Finite element method

-->

Please access the video via one of the following two ways

Download the lecture notes here: Notes

Finite element method is a classic numerical method for solving partial differential equations. In this chapter, we will give a brief introduction to this method. discuss its basic properties and error estimates. In later chapters, we will show that the neural network functions can be viewed as an extension of finite element function. In this chapter, we discuss the classical linear finite element spaces, the error estimate of the finite element method and adaptivity method to improve the approximation. For shape-regular mesh, we will establish both the upper and lower bound of the approximation error.
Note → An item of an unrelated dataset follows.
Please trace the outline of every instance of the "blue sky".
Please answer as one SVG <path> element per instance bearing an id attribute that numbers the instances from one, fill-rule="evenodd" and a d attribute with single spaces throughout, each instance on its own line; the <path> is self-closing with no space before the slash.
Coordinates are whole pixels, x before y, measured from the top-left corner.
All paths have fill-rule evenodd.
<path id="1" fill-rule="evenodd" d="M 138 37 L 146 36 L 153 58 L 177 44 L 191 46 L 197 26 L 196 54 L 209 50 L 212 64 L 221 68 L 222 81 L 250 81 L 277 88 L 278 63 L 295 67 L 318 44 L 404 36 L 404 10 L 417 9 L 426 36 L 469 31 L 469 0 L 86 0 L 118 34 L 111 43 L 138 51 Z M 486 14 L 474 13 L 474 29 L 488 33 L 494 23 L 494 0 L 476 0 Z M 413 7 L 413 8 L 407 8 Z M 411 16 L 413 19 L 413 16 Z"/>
Linear finite element spaces

============================

In this section, we introduce linear finite element spaces. We will walk through the basic setup, and derive some error estimates.

Triangulations


Given a bounded polyhedral domain \(\Omega \subset \mathbb {R}^d\), a geometric triangulation (also called mesh or grid) \(\mathcal T_h=\{\tau\}\) of \( \Omega \) is a set of \(d\)-simplices such that

  1. \(\overline \Omega=\cup \tau\), where \( \overline \Omega\) denotes the closure of \(\Omega\).

  2. if \(\tau_1\) and \(\tau_2\) are distinct elements in \(\mathcal T_h\) then \(\stackrel{\circ}{\tau _1}\cap \stackrel{\circ}{\tau _2} = \varnothing\), where \(\stackrel{\circ}{\tau _i}\) denotes the interior of \(\tau_i, i=1,2\) .
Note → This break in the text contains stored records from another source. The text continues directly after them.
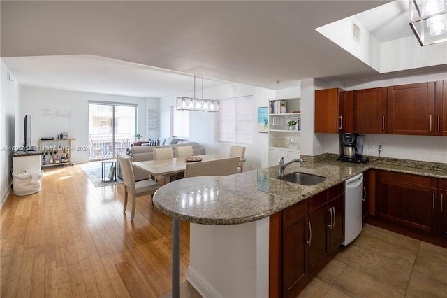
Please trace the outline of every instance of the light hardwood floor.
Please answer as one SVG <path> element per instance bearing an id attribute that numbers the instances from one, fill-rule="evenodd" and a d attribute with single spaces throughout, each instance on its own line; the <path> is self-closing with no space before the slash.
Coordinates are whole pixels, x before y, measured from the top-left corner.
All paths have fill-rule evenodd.
<path id="1" fill-rule="evenodd" d="M 78 165 L 45 169 L 42 190 L 1 208 L 1 292 L 6 297 L 159 297 L 171 290 L 171 220 L 137 199 L 123 213 L 122 184 L 95 187 Z M 181 280 L 189 225 L 181 224 Z"/>

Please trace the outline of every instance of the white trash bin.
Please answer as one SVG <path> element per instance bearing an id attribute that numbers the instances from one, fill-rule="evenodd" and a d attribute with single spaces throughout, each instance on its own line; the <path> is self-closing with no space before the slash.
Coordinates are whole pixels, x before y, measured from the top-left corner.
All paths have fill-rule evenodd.
<path id="1" fill-rule="evenodd" d="M 16 196 L 26 196 L 41 191 L 41 181 L 43 177 L 41 170 L 26 170 L 13 173 L 14 193 Z"/>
Examples of triangulations for \(\Omega=(0,1)\) (\(d=1\)) and for \(\Omega=(0,1)^2\) (\(d=2\)) are shown in

../../_images/img11.png

Fig. 6 1D uniform grid

and

../../_images/img2.png

Fig. 7 2D uniform grid

Given \(\Omega=(0,1)\), we consider the mesh:

(19)\[ 0=x_0<x_1<\cdots<x_{n+1}=1, \quad x_i=\frac{i}{n+1},\quad (i=0,\cdots,n+1) \]

which is the 1D uniform grid shown in figure Fig. 6

Denote

\[ h_\tau=\mbox{ diam} (\tau)\quad \hbox{(diameter of the smallest sphere containing $\overline{\tau}$)}, \]

and

\[ h=\max_{\tau\in\mathcal T_h} h_\tau;\quad \underline{h}=\min_{\tau\in\mathcal T_h} h_\tau. \]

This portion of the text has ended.